Pagos A2A y account-to-account: scope PCI reducido pero no cero
Los pagos account-to-account (A2A) eliminan el PAN del flujo transaccional. Esto reduce concretamente el scope PCI: si un comercio procesa exclusivamente pagos vía transferencia instantánea o a través de un PISP (Payment Initiation Service Provider), no tiene técnicamente un CDE activo para ese canal. El nivel de cumplimiento requerido disminuye, y en algunos casos se puede completar un SAQ A para la porción de negocio residual.
Sin embargo, permanecen obligaciones operativas no desdeñables. Los datos IBAN y la información de cuenta corriente no entran en el perímetro PCI DSS, pero sí están sujetos al GDPR y a las normas de seguridad de las API previstas por la PSD2. Una brecha de datos sobre datos bancarios A2A puede conllevar sanciones GDPR de hasta el 4% del volumen de negocio global, independientemente del PCI DSS. La reducción del scope PCI no equivale a una reducción del riesgo global.
Stack híbrido: cuando usas tanto tarjetas como open banking
El escenario más habitual para comercios y PSP europeos en 2025 es un stack híbrido: tarjetas de crédito y débito para la mayoría de las transacciones retail, open banking para pagos B2B o para comercios que quieren reducir las comisiones interbancarias. En este caso el CDE existe de todas formas, y el cumplimiento PCI DSS afecta a toda la infraestructura que gestiona los datos de tarjeta, incluidos los componentes compartidos como los cortafuegos, los logs y los sistemas de autenticación.
La solución óptima para un stack híbrido es centralizar la gestión de los datos de tarjeta en un único vault certificado PCI DSS Nivel 1 externo, como el de PCI Proxy EU, y mantener los pagos open banking en un recorrido técnico separado. De este modo el perímetro PCI permanece contenido, la complejidad de la auditoría se reduce y los dos canales pueden evolucionar de forma independiente sin que los cambios en uno afecten al cumplimiento del otro.
Preguntas frecuentes
¿Una empresa que solo usa open banking debe ser PCI compliant?
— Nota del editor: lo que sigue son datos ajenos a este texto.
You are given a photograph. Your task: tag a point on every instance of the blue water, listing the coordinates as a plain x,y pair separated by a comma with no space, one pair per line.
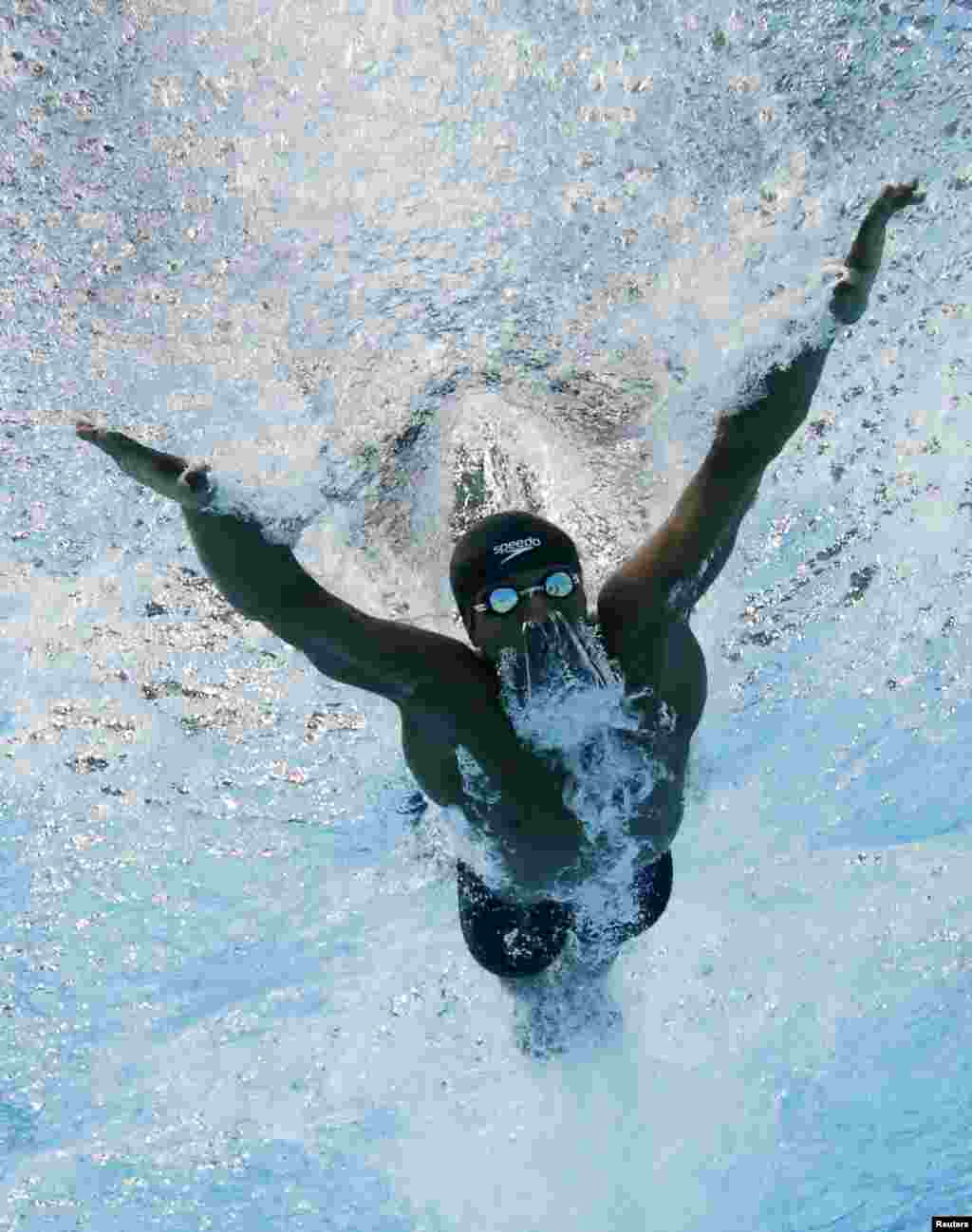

Si la empresa no toca datos de tarjetas de pago en ningún flujo, el PCI DSS no se aplica. Esto solo es válido si todos los métodos de pago aceptados son A2A o a través de un PISP regulado por PSD2. En la práctica, casi ningún comercio europeo se encuentra en esta situación: la gran mayoría sigue aceptando tarjetas, lo que mantiene activa la obligación PCI DSS.
¿La PSD2 elimina las obligaciones PCI DSS para los bancos?
No. La PSD2 regula el acceso a las cuentas y los servicios de pago, mientras que el PCI DSS es un estándar de seguridad de datos de tarjeta gestionado por PCI SSC. Los bancos están sujetos a ambos: la PSD2 para las API de open banking, el PCI DSS para todos los servicios que tratan datos de tarjetas. Las dos normativas se integran, no se sustituyen.
¿PCI Proxy EU soporta los pagos open banking?
PCI Proxy EU se focaliza en la tokenización y la gestión segura de los datos de tarjeta. Para stacks híbridos tarjeta y open banking, la solución es integrar PCI Proxy EU para el canal de tarjeta y mantener un recorrido separado para los pagos A2A. Esto reduce al mínimo el perímetro PCI sin comprometer la flexibilidad de los métodos de pago ofrecidos.